Nouveau message Post Numéro: 15  Nouveau message de Loïc Charpentier  Nouveau message 27 Avr 2022, 15:18

JARDIN DAVID a écrit:
Le "tout cohérent", c'est surtout une unité de lieu (la Bretagne occidentale), une unité de temps (la période de la SGm) et ensuite la poursuite d'une démonstration iconoclaste, provocatrice sur le ton bien que numériquement exacte : la Résistance fut plus dangereuse pour les Bretons qu'envers les Allemands.


Je suis assez en phase avec "l'analyse" de JD.

Je précise, au préalable, que mes mère et grand-mère, qui demeuraient, alors, à Lorient, avaient été contraintes, comme la majorité des habitants, de quitter la ville et se "réfugier" à Riec-sur-Belon (Finistère), à 10 bornes de Quimperlé. De mémoire, c'est l'employeur de ma Môman, une grosse conserverie, qui leur avait déniché leur "pied-à-terre" riecois - ce qui lui avait permis de continuer à bosser - elle était la secrétaire de direction du "patron" - provisoirement délocalisée.
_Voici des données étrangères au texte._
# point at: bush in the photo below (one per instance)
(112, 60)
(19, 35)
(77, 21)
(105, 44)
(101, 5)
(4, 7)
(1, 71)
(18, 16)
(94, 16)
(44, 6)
Bref, en ce qui concerne Riec, l'évènement le plus important constaté, avait été, lors du repli des troupes allemandes vers la Poche de Lorient, suite à une attaque des FFI, au cours de laquelle, un des officiers d'une unité allemande avait été grièvement blessé, la prise en otages du maire et d'une partie du Conseil Municipal. Le "Stab" avait bien précisé que cette action ne l'enchantait pas, mais qu'il s'agissait d'une mesure pour faire cesser les attaques des FFI, et qu'il relâcherait lesdits otages, une fois, rallié Lorient. Un, les attaques s'étaient, alors, interrompues comme "par enchantement", deux, les allemands avaient tenu parole, en relâchant, immédiatement, leurs otages, dès qu'ils avaient atteint leurs "lignes" et, ce, tout en ayant été le plus correct possible durant leur "détention provisoire".

Sinon, durant la période juillet-août-septembre 1944, selon le contexte militaire local, le territoire français avait, hélas, été le théatre de nombreuses exactions perpétrées, dans la population civile, sous le couvert de la supposée excuse "de la Résistance" et de "l’Épuration nationale".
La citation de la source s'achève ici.